Frohes Neues Jahr 2012!
22. Januar 2012Diese Neujahrsgrüße kommen ja etwas spät. Trotzdem, besser spät als nie. Also, hiermit an all meine Leser, mit denen ich dieses Jahr noch nicht persönlich Kontakt hatte: Ein frohes und gesundes neues Jahr 2012!

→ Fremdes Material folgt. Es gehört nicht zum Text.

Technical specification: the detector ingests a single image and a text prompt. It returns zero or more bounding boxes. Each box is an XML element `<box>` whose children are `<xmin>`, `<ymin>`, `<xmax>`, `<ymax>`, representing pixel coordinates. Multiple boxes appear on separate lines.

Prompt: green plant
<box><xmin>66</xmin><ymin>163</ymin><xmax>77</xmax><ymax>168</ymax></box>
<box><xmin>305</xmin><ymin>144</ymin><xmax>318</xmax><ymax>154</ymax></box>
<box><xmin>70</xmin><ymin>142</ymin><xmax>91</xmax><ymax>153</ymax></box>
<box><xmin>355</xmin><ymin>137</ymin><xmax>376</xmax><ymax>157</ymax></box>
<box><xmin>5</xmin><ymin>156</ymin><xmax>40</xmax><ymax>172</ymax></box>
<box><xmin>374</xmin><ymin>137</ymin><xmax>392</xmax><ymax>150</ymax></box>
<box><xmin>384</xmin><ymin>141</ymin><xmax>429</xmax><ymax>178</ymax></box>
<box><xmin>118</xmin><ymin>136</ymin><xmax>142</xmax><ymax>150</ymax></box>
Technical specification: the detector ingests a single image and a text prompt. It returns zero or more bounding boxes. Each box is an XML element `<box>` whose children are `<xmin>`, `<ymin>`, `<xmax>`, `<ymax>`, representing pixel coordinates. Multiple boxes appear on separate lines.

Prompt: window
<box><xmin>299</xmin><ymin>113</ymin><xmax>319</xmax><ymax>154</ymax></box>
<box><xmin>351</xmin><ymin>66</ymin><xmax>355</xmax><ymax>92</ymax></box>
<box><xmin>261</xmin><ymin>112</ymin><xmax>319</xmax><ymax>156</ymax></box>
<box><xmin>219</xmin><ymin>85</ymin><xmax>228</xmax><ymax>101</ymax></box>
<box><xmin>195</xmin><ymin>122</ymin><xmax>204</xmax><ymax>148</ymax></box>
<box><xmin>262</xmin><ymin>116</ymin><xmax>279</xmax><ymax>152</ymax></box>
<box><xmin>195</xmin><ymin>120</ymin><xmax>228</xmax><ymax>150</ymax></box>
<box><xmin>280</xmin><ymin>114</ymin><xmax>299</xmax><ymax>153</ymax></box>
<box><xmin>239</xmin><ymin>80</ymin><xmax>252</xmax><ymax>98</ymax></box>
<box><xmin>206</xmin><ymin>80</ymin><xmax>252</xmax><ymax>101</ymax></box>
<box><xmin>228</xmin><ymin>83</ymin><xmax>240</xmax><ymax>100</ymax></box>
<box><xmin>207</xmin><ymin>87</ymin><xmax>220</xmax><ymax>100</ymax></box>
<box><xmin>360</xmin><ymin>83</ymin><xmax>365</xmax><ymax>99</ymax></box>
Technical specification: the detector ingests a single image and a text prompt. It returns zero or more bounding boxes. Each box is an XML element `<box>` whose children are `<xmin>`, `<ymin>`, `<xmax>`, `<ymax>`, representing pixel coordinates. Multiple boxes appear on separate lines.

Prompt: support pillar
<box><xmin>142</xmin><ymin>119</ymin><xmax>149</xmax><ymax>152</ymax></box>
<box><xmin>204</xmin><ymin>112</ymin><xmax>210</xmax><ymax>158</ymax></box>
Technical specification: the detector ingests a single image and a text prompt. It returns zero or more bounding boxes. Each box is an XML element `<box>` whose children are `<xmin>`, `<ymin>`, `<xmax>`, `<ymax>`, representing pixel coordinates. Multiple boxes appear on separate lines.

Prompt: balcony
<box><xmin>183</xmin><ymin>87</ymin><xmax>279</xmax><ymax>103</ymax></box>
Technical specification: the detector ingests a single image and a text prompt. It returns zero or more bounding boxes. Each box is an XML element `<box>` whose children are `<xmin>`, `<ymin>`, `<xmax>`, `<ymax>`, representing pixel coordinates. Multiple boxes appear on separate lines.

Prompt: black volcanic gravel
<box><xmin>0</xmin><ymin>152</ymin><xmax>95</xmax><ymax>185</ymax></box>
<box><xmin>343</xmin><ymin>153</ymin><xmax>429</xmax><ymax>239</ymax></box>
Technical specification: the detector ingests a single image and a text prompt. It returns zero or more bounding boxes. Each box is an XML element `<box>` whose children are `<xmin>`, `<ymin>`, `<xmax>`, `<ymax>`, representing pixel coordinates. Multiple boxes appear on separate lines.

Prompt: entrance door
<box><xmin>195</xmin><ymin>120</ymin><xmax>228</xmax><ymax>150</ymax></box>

Wobei, so inaktuell ist dieser Gruß gar nicht. Heute, am 22. Januar, findet nämlich sozusagen das Chinesische Silvester statt. Am 23. Januar beginnt mit dem Frühlingsfest in China das neue Jahr, zumindest nach dem Mondkalender. Im Moment befinden wir uns im Jahr des Hasen, danach folgt das Jahr des Drachen. Dementsprechend viel ist auch nicht nur in Guangzhou, sondern in ganz China los. In China hat das Frühlingsfest, also das Chinesische Neujahrsfest, ungefähr den Stellenwert wie bei uns Weihnachten. Es ist das größte und wichtigste Fest im Jahr und wird im Kreise der Familie gefeiert. Da die jungen Leute oftmals vom Land, beziehungsweise aus kleineren Städten und ärmeren Provinzen in die großen Städte ziehen, um dort ihr Glück zu finden und Karriere zu machen, gibt es vor und nach dem Frühlingsfest riesige Reisewellen in ganz China. Es ist die Hauptreisezeit im Jahr, dieses Mal werden zwischen Mitte Januar und Mitte Februar (dem Ende des 15-tägigen Festes) schätzungsweise 230 Millionen Menschen quer durchs Land unterwegs sein. Die Züge, so es denn noch ein Ticket gibt (und wenn dann meistens auch nur für einen Stehplatz), sind krachvoll. Die, die es sich leisten können, fliegen lieber. Doch auch die Tickets sind meistens schon ausgebucht, die übriggebliebenen sind unverschämt teuer. Tja, und der liebe Alex nimmt sich in dieser Zeit gleich zweimal vor zu verreisen. Doch dazu später mehr…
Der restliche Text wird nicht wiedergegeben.